Lingineni Karthik, Aggarwal Varun, Morales Juan Francisco, Conrado Daniela J, Corey Diane, Vong Camille, Burton Jackson, Larkindale Jane, Romero Klaus, Schmidt Stephan, Kim Sarah
Department of Pharmaceutics, Center for Pharmacometrics and Systems Pharmacology, College of Pharmacy, University of Florida, Orlando, Florida, USA.
Critical Path Institute, Tucson, Arizona, USA.
CPT Pharmacometrics Syst Pharmacol. 2022 Mar;11(3):318-332. doi: 10.1002/psp4.12753. Epub 2022 Jan 3.
Early clinical trials of therapies to treat Duchenne muscular dystrophy (DMD), a fatal genetic X-linked pediatric disease, have been designed based on the limited understanding of natural disease progression and variability in clinical measures over different stages of the continuum of the disease. The objective was to inform the design of DMD clinical trials by developing a disease progression model-based clinical trial simulation (CTS) platform based on measures commonly used in DMD trials. Data were integrated from past studies through the Duchenne Regulatory Science Consortium founded by the Critical Path Institute (15 clinical trials and studies, 1505 subjects, 27,252 observations). Using a nonlinear mixed-effects modeling approach, longitudinal dynamics of five measures were modeled (NorthStar Ambulatory Assessment, forced vital capacity, and the velocities of the following three timed functional tests: time to stand from supine, time to climb 4 stairs, and 10 meter walk-run time). The models were validated on external data sets and captured longitudinal changes in the five measures well, including both early disease when function improves as a result of growth and development and the decline in function in later stages. The models can be used in the CTS platform to perform trial simulations to optimize the selection of inclusion/exclusion criteria, selection of measures, and other trial parameters. The data sets and models have been reviewed by the US Food and Drug Administration and the European Medicines Agency; have been accepted into the Fit-for-Purpose and Qualification for Novel Methodologies pathways, respectively; and will be submitted for potential endorsement by both agencies.

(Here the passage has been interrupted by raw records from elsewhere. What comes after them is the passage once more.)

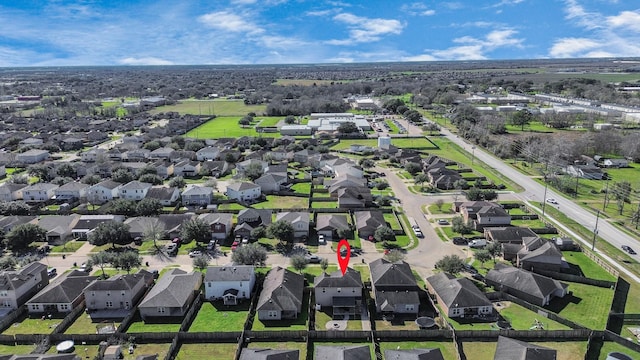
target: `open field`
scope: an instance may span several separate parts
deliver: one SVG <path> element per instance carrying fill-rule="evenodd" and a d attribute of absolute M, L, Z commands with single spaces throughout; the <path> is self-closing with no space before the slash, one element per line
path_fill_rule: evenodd
<path fill-rule="evenodd" d="M 604 330 L 611 309 L 613 290 L 578 283 L 568 284 L 573 295 L 555 298 L 545 309 L 589 329 Z M 586 314 L 590 315 L 585 316 Z"/>
<path fill-rule="evenodd" d="M 587 352 L 587 343 L 578 341 L 537 342 L 540 346 L 556 349 L 557 360 L 583 360 Z M 493 360 L 497 342 L 464 342 L 463 351 L 467 359 Z"/>
<path fill-rule="evenodd" d="M 2 332 L 2 335 L 50 334 L 61 321 L 62 319 L 55 318 L 42 320 L 40 318 L 24 317 L 15 321 L 13 325 Z"/>
<path fill-rule="evenodd" d="M 120 326 L 119 322 L 104 321 L 102 323 L 92 322 L 91 317 L 86 314 L 78 316 L 76 321 L 71 324 L 64 332 L 65 334 L 95 334 L 97 332 L 96 326 L 100 324 L 113 324 L 116 328 Z"/>
<path fill-rule="evenodd" d="M 303 342 L 252 342 L 247 347 L 249 349 L 299 350 L 300 359 L 307 358 L 307 344 Z"/>
<path fill-rule="evenodd" d="M 0 344 L 0 354 L 27 355 L 35 350 L 33 345 L 3 345 Z"/>
<path fill-rule="evenodd" d="M 251 330 L 307 330 L 309 320 L 309 293 L 305 292 L 302 299 L 302 309 L 297 319 L 262 321 L 258 319 L 258 313 L 253 320 Z"/>
<path fill-rule="evenodd" d="M 176 360 L 233 359 L 238 344 L 182 344 Z"/>
<path fill-rule="evenodd" d="M 205 301 L 189 327 L 189 332 L 242 331 L 248 314 L 248 301 L 237 306 Z"/>
<path fill-rule="evenodd" d="M 221 116 L 211 119 L 197 128 L 189 131 L 185 136 L 197 139 L 219 139 L 226 137 L 239 138 L 242 136 L 258 136 L 253 125 L 242 127 L 238 124 L 241 116 Z M 260 118 L 255 119 L 256 122 Z M 255 124 L 254 123 L 254 124 Z M 264 137 L 280 137 L 280 133 L 262 133 Z"/>
<path fill-rule="evenodd" d="M 440 349 L 444 360 L 457 360 L 458 352 L 453 342 L 445 341 L 399 341 L 399 342 L 381 342 L 380 351 L 384 356 L 385 350 L 410 350 L 410 349 Z"/>
<path fill-rule="evenodd" d="M 191 115 L 216 115 L 216 116 L 244 116 L 250 112 L 261 115 L 267 109 L 266 105 L 245 105 L 243 100 L 181 100 L 174 105 L 157 107 L 149 113 L 175 111 Z"/>

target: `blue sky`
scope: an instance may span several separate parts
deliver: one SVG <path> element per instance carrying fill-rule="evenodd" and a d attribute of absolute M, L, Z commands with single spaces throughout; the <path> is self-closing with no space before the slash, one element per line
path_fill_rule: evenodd
<path fill-rule="evenodd" d="M 0 0 L 0 66 L 640 56 L 637 0 Z"/>

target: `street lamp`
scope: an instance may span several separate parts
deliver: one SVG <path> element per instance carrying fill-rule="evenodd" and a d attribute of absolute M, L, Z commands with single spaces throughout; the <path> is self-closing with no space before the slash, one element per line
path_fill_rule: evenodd
<path fill-rule="evenodd" d="M 471 147 L 471 166 L 473 166 L 473 160 L 476 158 L 476 147 Z"/>
<path fill-rule="evenodd" d="M 596 238 L 598 237 L 598 220 L 600 220 L 600 210 L 596 210 L 596 226 L 593 228 L 593 241 L 591 242 L 591 251 L 596 249 Z"/>
<path fill-rule="evenodd" d="M 544 208 L 547 204 L 547 187 L 549 184 L 547 183 L 547 176 L 544 177 L 544 196 L 542 197 L 542 217 L 544 217 Z"/>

杜氏肌营养不良症(DMD)是一种致命的X连锁儿科遗传病,针对其治疗方法的早期临床试验,是基于对疾病自然进展以及疾病连续统一体不同阶段临床指标变异性的有限理解而设计的。其目的是通过基于DMD试验常用指标开发一个基于疾病进展模型的临床试验模拟(CTS)平台,为DMD临床试验的设计提供信息。数据通过关键路径研究所成立的杜氏监管科学联盟,从过去的研究中整合而来(15项临床试验和研究,1505名受试者,27252条观测数据)。采用非线性混合效应建模方法,对五项指标的纵向动态进行建模(北极星动态评估、用力肺活量,以及以下三项定时功能测试的速度:从仰卧位站立的时间、爬4级楼梯的时间和10米步行-跑步时间)。这些模型在外部数据集上得到了验证,能够很好地捕捉这五项指标的纵向变化,包括因生长发育导致功能改善的疾病早期阶段以及后期功能的下降。这些模型可用于CTS平台进行试验模拟,以优化纳入/排除标准的选择、指标的选择以及其他试验参数。这些数据集和模型已经得到美国食品药品监督管理局和欧洲药品管理局的审查;分别被纳入“适用目的”和“新方法鉴定”途径;并将提交给这两个机构进行潜在认可。